The new set of simulations using global climate models enable users to analyse changes in future climate that are coherent in space and time on a horizontal spatial scale of around 60km.
Using the global projections
The global projections provide a set of plausible future climate outcomes that often cover a large fraction of the range of the probabilistic projections. The projections offer data for those who prefer to work directly with climate model output. They can support a wide range of impacts studies and provide data with full spatial and temporal coherence and a wider range of variables and time resolutions. These are important for applications requiring assessment of multiple drivers of changing hazards.
You should use the global projections if you’re interested in:
- Analysing climate at multiple geographical locations at the same time should there be a physical connection between the climate characteristics at these locations, e.g. assessing climate change impacts on the rail network across the whole of the UK (note that some may prefer the enhanced spatial detail offered by the regional projections)
- Using daily data and being able to calculate a larger set of metrics than that available in the probabilistic projections.
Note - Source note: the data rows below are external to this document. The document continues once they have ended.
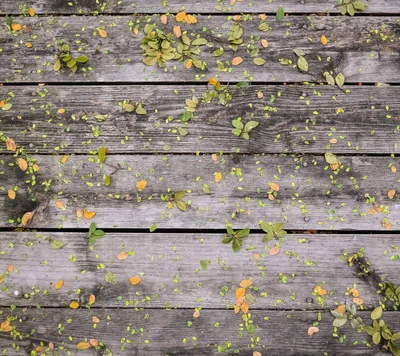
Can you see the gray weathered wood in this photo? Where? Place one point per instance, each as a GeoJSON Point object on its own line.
{"type": "Point", "coordinates": [311, 195]}
{"type": "Point", "coordinates": [355, 49]}
{"type": "Point", "coordinates": [306, 261]}
{"type": "Point", "coordinates": [193, 6]}
{"type": "Point", "coordinates": [364, 127]}
{"type": "Point", "coordinates": [172, 332]}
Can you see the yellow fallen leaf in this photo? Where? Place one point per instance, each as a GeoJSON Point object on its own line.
{"type": "Point", "coordinates": [83, 346]}
{"type": "Point", "coordinates": [102, 32]}
{"type": "Point", "coordinates": [12, 194]}
{"type": "Point", "coordinates": [22, 164]}
{"type": "Point", "coordinates": [134, 280]}
{"type": "Point", "coordinates": [74, 305]}
{"type": "Point", "coordinates": [59, 284]}
{"type": "Point", "coordinates": [236, 61]}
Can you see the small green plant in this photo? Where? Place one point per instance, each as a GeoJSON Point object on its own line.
{"type": "Point", "coordinates": [235, 237]}
{"type": "Point", "coordinates": [350, 6]}
{"type": "Point", "coordinates": [242, 130]}
{"type": "Point", "coordinates": [348, 314]}
{"type": "Point", "coordinates": [64, 58]}
{"type": "Point", "coordinates": [176, 198]}
{"type": "Point", "coordinates": [94, 233]}
{"type": "Point", "coordinates": [272, 230]}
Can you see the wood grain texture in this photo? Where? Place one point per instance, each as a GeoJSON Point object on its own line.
{"type": "Point", "coordinates": [304, 117]}
{"type": "Point", "coordinates": [193, 6]}
{"type": "Point", "coordinates": [169, 266]}
{"type": "Point", "coordinates": [176, 332]}
{"type": "Point", "coordinates": [364, 49]}
{"type": "Point", "coordinates": [311, 195]}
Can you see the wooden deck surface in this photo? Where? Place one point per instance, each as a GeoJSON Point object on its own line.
{"type": "Point", "coordinates": [146, 155]}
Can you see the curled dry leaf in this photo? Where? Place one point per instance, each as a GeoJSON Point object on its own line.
{"type": "Point", "coordinates": [312, 330]}
{"type": "Point", "coordinates": [218, 176]}
{"type": "Point", "coordinates": [134, 280]}
{"type": "Point", "coordinates": [22, 164]}
{"type": "Point", "coordinates": [123, 255]}
{"type": "Point", "coordinates": [236, 61]}
{"type": "Point", "coordinates": [26, 218]}
{"type": "Point", "coordinates": [12, 194]}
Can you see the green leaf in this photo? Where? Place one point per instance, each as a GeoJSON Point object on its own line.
{"type": "Point", "coordinates": [82, 59]}
{"type": "Point", "coordinates": [330, 158]}
{"type": "Point", "coordinates": [340, 80]}
{"type": "Point", "coordinates": [181, 205]}
{"type": "Point", "coordinates": [259, 61]}
{"type": "Point", "coordinates": [204, 264]}
{"type": "Point", "coordinates": [302, 64]}
{"type": "Point", "coordinates": [6, 107]}
{"type": "Point", "coordinates": [242, 233]}
{"type": "Point", "coordinates": [57, 65]}
{"type": "Point", "coordinates": [110, 278]}
{"type": "Point", "coordinates": [376, 338]}
{"type": "Point", "coordinates": [102, 154]}
{"type": "Point", "coordinates": [376, 313]}
{"type": "Point", "coordinates": [280, 14]}
{"type": "Point", "coordinates": [57, 244]}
- Analysing drivers and impacts of year-to-year variability. The probabilistic projections, global and regional projections all include information on interannual variability. In addition, the global projections support analysis of physical and dynamical processes (e.g. conditions in the North Atlantic and the state of the Arctic) that give rise to the climate variability experienced over the UK. The global and regional projections also support investigation of the resulting high-impact events.
- Geographical regions outside of the UK and Europe. Note that the regional projections also
- Providing large scale or historical context for regional changes (note that the regional projections start in 1981 and cover the North Atlantic and Europe only). For example, see UKCP18 Factsheet on Weather Types [1.3MB] or the UKCP18 Land Projections Science Report on weather types.
Method used to develop the global projections
The set of 28 simulations of future climate for the high emission RCP8.5 scenario (see RCP guidance) is made up of 15 simulations of the new Met Office Hadley Centre climate model (HadGEM3-GC3.05; hereafter GC3.05) and 13 simulations from the CMIP5 multi-model ensemble that was used to inform the IPCC 5th Assessment. Together, these two sets of simulations provide a greater span of outcomes that results from uncertainties in our knowledge of future climate. The GC3.05 are based on a new perturbed parameter ensemble (PPE) that yields plausible variants of the base model. The CMIP5 model simulations were filtered to retain only the most plausible models.
The global projections are new to UKCP18 at the request of users to enable investigation of international impacts that may have implications for the UK such as international food availability. The inclusion of GC3.05 is also a major step forward because it has a better representation of many aspects of European weather than earlier models, including a better representation of storm tracks and UK precipitation variability.
Further supporting information can be found in Guidance and Science Reports and include:
- Factsheets that summarise the key findings for the available variables across all the projections.
- A summary of the results, methods, evaluation and limitations of the global projections in Section 2 of the UKCP18 Science Overview report.
- Detailed description of the methodology and scientific results in Section 3 of the UKCP18 Land Projections report.
- UKCP18 Marine and Derived Projections reports.